Sosten Gwengwe admits budget headache

As Ecama pushes for Kwacha realignment

Frank Chikuta

Finance Minister Sosten Gwengwe Wednesday wore a brave face and admitted the challenge of drawing a balanced 2023-24 national budget in an environment of escalating statutory obligations and weak revenue generation.

Gwengwe was speaking in Lilongwe during the 2023-24 Pre-budget Consultations Meeting where he engaged economists, the academia, health and education rights activists.

According to Gwengwe, he is already starring at statutory obligations amounting to a whooping K1.463 trillion even before he starts allocating resources to 61 government departments and agencies and over 30 local councils.


He told the gathering that the cost of salaries and wages, even before effecting the 35 percent salary hike demand by the country’s civil servants, who nearly went on strike on January 9, stands at K700 billion.

Gwengwe added that the pensions’ cost stands at K116 billion, with debt repayment seen at K645 billion.

He said while statutory obligations continue to soar, the Malawi Revenue Authority (MRA) has been given a revenue target of K1.5 trillion.


“The point I am trying to make is, if we collect K1.5 trillion and spend K1.463 trillion, which is almost K1.5 trillion, on paying people a salary and settling our debt— our past sins—and we have 61 votes in our national budget, health, agriculture, education and several other votes and that excludes councils that are 30 plus [the cost is huge].

“But these two votes, public debt and salaries, are taking up the entire collection of MRA for the whole year. So, the big question to the Ministry of Finance now becomes: ‘Kodi zipatala ziyenda bwa? Kabwerekeni. Nanga ulimi utheka bwa? Kabwerekeni. Nanga maphunziro ayenda bwanji? Osakangobwereka bwanji? [the easy way out is often by borrowing money to meet health, agriculture and education needs]. And the big question is: Is that the trajectory we, as a country, want to be on?” he asked.

He warned that on that trajectory, Malawi could end up bearing children who are a lost generation at birth, with no opportunities, future and hope available for them.

“And this is the whole essence of this exercise. Kulibe anasayinira ndalama kuti kwabwera $6.8 billion ya chani-chani? That’s just nonsense. The real issues are the ones we are talking about. Osati kudzangosewera kuti Bridgin Foundation, hey chanichani chani, that’s nonsense. Put it aside.

“The real question is: Can we have a budget that balances? Should we continue having a budget that relies on borrowing. And if we have to stop borrowing, especially domestic borrowing, which this year alone was at over K800 billion just to get by, then we have to start rethinking about the things we are funding,”Gwengwe said.

He gave an example of subvented organisations, asking as to whether it was proper for an organisation to be subvented forever.
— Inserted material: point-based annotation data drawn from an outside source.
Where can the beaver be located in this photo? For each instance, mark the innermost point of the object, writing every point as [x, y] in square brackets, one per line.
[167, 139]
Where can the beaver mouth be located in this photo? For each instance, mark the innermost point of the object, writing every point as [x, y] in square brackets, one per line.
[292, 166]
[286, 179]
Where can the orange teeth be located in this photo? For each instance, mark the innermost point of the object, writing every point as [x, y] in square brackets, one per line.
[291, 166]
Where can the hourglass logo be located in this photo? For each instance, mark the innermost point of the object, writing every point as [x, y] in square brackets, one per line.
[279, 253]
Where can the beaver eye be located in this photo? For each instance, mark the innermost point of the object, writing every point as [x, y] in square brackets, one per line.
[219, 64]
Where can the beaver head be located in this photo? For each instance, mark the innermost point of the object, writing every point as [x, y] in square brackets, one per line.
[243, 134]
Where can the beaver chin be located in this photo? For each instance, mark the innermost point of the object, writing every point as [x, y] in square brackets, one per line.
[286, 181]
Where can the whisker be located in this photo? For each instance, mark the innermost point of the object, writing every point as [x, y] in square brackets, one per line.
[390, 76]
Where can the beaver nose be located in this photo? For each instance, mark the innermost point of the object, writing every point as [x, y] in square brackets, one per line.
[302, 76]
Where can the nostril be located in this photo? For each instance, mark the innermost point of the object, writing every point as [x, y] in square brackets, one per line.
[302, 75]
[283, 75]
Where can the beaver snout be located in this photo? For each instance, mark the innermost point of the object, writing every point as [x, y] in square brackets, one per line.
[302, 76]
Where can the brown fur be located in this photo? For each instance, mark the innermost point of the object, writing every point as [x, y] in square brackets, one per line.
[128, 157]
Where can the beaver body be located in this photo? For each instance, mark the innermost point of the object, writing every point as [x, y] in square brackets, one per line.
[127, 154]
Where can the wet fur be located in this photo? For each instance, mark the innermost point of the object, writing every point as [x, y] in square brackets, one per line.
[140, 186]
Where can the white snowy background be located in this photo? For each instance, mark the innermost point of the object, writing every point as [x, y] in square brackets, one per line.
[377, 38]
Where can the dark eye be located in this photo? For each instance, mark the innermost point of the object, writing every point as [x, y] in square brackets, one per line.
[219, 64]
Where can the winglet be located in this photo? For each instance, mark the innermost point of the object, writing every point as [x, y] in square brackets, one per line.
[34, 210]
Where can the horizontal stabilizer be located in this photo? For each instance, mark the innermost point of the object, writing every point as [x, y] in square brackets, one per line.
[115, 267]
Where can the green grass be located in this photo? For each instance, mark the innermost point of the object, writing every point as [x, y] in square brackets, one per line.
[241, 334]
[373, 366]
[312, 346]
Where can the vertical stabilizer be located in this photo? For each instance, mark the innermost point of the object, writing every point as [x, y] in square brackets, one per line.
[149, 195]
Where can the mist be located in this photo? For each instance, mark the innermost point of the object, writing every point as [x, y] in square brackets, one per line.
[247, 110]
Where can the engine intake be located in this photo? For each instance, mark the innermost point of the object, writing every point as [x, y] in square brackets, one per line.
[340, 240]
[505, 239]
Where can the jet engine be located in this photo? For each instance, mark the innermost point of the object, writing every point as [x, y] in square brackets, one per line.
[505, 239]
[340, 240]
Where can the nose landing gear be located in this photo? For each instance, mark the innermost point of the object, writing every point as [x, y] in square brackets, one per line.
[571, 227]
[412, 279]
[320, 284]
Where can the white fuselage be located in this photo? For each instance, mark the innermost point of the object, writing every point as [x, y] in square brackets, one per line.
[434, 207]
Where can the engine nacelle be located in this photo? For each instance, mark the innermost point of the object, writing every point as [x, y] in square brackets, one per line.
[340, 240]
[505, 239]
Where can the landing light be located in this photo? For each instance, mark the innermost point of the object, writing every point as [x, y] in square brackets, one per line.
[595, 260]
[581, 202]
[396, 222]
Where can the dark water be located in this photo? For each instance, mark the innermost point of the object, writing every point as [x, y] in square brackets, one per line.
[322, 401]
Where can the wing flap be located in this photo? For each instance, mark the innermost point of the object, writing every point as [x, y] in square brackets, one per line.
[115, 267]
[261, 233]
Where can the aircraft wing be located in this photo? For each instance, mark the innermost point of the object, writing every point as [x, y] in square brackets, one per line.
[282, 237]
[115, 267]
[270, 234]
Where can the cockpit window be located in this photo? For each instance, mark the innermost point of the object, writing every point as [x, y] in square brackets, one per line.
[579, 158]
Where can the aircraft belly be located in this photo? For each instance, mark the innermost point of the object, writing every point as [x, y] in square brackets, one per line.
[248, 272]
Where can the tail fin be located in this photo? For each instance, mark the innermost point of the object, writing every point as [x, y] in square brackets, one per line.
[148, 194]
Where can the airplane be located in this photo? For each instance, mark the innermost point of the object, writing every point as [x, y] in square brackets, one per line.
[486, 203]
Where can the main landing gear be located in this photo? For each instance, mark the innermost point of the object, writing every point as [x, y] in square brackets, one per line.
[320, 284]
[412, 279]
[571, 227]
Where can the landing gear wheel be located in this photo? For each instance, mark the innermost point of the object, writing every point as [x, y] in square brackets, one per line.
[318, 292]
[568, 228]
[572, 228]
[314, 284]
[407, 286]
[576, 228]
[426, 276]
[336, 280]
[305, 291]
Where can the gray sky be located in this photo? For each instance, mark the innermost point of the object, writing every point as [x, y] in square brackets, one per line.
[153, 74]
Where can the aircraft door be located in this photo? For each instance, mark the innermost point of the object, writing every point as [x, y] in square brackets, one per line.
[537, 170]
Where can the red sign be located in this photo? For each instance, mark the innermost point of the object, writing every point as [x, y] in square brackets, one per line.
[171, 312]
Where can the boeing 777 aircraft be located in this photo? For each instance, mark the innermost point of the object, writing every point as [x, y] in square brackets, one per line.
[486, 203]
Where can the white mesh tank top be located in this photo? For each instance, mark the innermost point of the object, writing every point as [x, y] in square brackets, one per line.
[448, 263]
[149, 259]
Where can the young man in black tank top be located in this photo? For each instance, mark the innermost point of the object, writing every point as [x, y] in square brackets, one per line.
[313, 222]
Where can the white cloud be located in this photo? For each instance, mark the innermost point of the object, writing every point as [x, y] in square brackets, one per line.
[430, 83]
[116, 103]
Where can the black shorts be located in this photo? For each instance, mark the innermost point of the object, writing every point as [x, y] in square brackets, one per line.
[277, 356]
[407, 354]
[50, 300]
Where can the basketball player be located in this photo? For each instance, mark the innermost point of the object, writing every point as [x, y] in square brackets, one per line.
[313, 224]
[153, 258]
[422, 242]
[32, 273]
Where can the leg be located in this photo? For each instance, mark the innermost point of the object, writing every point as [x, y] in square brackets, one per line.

He said the whole idea of subventing is like hand-holding to allow the organisations to grow so that they stand on their own.

“The authorities that we have. This authority, that authority and there are too many of them. So as we continue engaging, the kind of questions we need to be able to ask ourselves are: Is what we are funding necessary? Is there a way we can reduce what we are funding?

“Because if you just take the framework and continue putting in money because last year we also gave them, then we are not doing justice to our budget. We will continue having trillions [of Kwacha] in the budget but the value of it tingopangira kuti tinazolowera,” Gwengwe said.

He urged MRA and the Ministry of Local Government to liaise on how best Malawi could formalise the informal sector.

The local Chancellor of the Exchequer challenged stakeholders to think about where resources would come from for their various budget demands.

According to Gwengwe, there is always a temptation of voicing out what needs to be implemented in the budget without necessarily looking at the resource envelope.

During the meeting, the Economics Association of Malawi (Ecama) asked the Treasury to make realistic exchange rate assumptions in the 2023-24 national budget.

Ecama Executive Director Frank Chikuta said there is a huge gap between the official foreign exchange rate and the cash rate on the market.

He said exchange rate assumptions and the availability of foreign exchange will affect the credibility of the budget.

But in its presentation, Lilongwe University of Agriculture and Natural Resources warned, through Senior Monitoring and Evaluation Specialist Henry Kamkwamba, against having a flexible exchange rate in the absence of foreign savings.

Making a quick comment on the presentations, Gwengwe urged presenters to be candid on what government must do without fearing anybody.

According to Gwengwe, lack of specific, or more direct, pieces of advice leaves everyone confused.